CT and MRI scans are commonly used to see if or where the cancer has spread. In addition to this information, PET scans can also measure how active a cancer cell is, which can tell doctors if the cancer is continuing to grow and spread.
After receiving CT and MRI scans, 53 people with bladder cancer also received PET scans to stage the cancer, determine if treatment was working, or to find out if the cancer had spread. The results of the imaging tests were compared with biopsy results or the results of follow-up CT and MRI tests.
The results: Researchers found that PET scans more accurately detected bladder cancer that had spread when compared with CT and MRI. For 40% of patients, PET scans found that the cancer had spread more than shown on CT or MRI. For 10% of patients, PET scanning showed that the cancer had spread less than shown on CT or MRI. The accuracy of PET scanning to find the spread of cancer caused the doctors to switch to a more aggressive treatment for 19% of patients and helped 20% of patients avoid a biopsy (removal of a tissue sample for examination under a microscope), which can be an invasive procedure.

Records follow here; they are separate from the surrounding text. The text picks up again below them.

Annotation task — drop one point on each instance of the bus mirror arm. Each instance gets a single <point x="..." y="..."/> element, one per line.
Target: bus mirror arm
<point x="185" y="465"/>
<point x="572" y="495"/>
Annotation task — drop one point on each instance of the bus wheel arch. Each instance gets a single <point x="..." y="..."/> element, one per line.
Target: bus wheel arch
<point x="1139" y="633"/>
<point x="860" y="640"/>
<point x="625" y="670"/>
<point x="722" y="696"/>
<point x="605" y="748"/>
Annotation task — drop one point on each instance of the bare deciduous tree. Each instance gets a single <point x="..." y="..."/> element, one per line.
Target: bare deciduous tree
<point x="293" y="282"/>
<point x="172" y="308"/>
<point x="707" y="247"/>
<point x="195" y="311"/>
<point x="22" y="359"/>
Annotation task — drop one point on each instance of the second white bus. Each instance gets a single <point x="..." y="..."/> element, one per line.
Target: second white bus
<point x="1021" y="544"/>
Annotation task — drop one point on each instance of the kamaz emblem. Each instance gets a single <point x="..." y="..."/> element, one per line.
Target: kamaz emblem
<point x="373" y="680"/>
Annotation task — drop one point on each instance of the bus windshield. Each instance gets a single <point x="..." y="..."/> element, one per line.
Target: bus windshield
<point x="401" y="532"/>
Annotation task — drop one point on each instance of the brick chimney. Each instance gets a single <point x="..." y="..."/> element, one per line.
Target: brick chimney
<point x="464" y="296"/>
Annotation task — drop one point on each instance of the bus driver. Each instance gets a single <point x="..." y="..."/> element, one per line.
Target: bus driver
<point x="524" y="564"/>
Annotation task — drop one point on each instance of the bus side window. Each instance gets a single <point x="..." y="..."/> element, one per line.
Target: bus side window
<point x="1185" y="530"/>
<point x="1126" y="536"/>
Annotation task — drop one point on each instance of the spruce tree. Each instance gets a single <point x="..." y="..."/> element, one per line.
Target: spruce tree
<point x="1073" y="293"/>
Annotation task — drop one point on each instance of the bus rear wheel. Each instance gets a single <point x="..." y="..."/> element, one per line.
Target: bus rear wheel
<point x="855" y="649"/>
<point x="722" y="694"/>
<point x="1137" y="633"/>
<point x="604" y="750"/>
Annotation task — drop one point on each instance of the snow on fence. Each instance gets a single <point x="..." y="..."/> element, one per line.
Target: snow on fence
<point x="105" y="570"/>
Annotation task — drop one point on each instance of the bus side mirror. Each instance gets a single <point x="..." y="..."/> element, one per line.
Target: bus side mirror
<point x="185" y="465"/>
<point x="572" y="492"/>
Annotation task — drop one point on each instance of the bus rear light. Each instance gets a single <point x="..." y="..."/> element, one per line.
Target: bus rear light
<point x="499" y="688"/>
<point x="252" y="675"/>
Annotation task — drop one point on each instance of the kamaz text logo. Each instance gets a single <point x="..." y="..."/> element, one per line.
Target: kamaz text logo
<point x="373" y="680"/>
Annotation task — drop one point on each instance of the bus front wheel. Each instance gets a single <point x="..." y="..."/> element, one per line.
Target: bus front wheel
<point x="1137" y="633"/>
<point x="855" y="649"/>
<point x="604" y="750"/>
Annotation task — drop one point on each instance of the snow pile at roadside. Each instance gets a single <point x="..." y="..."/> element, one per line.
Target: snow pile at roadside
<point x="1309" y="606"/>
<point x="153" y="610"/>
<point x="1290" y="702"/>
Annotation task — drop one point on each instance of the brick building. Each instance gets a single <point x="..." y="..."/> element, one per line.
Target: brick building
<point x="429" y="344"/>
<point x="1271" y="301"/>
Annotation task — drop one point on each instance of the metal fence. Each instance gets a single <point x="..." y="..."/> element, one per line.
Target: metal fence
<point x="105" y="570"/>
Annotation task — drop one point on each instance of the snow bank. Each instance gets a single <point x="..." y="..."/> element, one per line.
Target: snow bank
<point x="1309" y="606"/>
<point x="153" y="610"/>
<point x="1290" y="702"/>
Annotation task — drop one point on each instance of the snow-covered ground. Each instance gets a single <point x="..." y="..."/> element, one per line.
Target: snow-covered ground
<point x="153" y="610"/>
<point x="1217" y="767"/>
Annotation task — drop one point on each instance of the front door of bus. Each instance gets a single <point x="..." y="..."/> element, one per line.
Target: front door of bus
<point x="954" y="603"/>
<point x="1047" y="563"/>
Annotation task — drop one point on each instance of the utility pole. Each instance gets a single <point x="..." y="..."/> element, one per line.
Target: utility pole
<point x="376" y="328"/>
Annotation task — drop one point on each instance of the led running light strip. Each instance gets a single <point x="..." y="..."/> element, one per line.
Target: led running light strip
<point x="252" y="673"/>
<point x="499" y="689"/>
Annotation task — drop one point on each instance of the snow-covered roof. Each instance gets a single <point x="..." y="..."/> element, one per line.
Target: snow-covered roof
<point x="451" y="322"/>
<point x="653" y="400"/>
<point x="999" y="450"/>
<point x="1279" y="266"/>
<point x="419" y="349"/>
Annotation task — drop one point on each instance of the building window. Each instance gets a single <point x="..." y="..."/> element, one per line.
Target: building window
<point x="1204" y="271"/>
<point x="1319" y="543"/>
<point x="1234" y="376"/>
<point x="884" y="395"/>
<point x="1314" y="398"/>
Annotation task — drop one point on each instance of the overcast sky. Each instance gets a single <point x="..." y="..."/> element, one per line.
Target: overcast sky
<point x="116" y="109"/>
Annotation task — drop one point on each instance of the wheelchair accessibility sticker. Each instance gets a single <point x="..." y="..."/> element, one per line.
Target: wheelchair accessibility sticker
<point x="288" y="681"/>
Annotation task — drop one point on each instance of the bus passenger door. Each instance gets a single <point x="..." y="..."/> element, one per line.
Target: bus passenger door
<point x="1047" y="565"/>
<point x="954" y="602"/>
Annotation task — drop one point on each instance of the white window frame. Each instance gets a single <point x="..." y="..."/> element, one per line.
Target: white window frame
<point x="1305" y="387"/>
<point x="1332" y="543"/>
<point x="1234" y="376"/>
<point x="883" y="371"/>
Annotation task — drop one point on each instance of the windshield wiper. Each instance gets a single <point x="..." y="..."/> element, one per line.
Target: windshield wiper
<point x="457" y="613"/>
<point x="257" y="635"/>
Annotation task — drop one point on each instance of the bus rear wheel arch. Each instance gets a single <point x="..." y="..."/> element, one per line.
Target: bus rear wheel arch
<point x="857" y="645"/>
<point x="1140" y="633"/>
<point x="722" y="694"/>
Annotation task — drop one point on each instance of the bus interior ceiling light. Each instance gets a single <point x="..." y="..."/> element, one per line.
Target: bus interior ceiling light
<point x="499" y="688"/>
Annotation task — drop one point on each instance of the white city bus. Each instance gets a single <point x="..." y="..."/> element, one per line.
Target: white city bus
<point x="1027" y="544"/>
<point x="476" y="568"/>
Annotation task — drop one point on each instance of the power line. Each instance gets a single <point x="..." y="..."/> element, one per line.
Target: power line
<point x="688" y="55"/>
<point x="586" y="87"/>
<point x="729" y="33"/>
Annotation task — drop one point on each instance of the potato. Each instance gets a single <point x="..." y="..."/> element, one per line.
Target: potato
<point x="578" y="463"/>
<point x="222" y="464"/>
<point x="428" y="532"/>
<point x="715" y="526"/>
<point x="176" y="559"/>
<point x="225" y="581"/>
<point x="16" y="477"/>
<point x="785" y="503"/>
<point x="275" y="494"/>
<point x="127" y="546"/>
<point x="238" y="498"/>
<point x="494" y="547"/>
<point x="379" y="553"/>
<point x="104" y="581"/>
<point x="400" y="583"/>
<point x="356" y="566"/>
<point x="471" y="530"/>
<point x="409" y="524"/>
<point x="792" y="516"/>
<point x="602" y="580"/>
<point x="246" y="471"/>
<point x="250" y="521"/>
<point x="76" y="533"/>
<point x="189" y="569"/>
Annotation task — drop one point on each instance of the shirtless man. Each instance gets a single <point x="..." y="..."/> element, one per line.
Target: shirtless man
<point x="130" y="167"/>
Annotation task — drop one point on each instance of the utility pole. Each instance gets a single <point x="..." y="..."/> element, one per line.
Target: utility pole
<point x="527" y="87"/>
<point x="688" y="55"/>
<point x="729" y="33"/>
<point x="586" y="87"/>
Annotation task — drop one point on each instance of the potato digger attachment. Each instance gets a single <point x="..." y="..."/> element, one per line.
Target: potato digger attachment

What this means for patients
“Our findings suggest that PET scanning has the potential to be a cost-effective imaging tool for patients with bladder cancer that may have spread,” said lead author Andrea Apolo, MD, from Memorial Sloan-Kettering Cancer Center. “Because of the increased ability to detect cancer when compared with CT scans or MRI tests alone, PET scanning should be considered as the standard screening method when it is suspected that bladder cancer has spread to other areas of the body.” Talk with your doctor about the stage of your bladder cancer and whether it may have spread, including any additional tests you may need.
Questions to Ask Your Doctor
- What stage is the bladder cancer? What does this mean?
- Has the cancer spread to other areas?
- What other screening tests do I need?
- If the cancer has spread, what treatment options do I have?
- What treatment do you recommend and why?
- What is the goal of this treatment?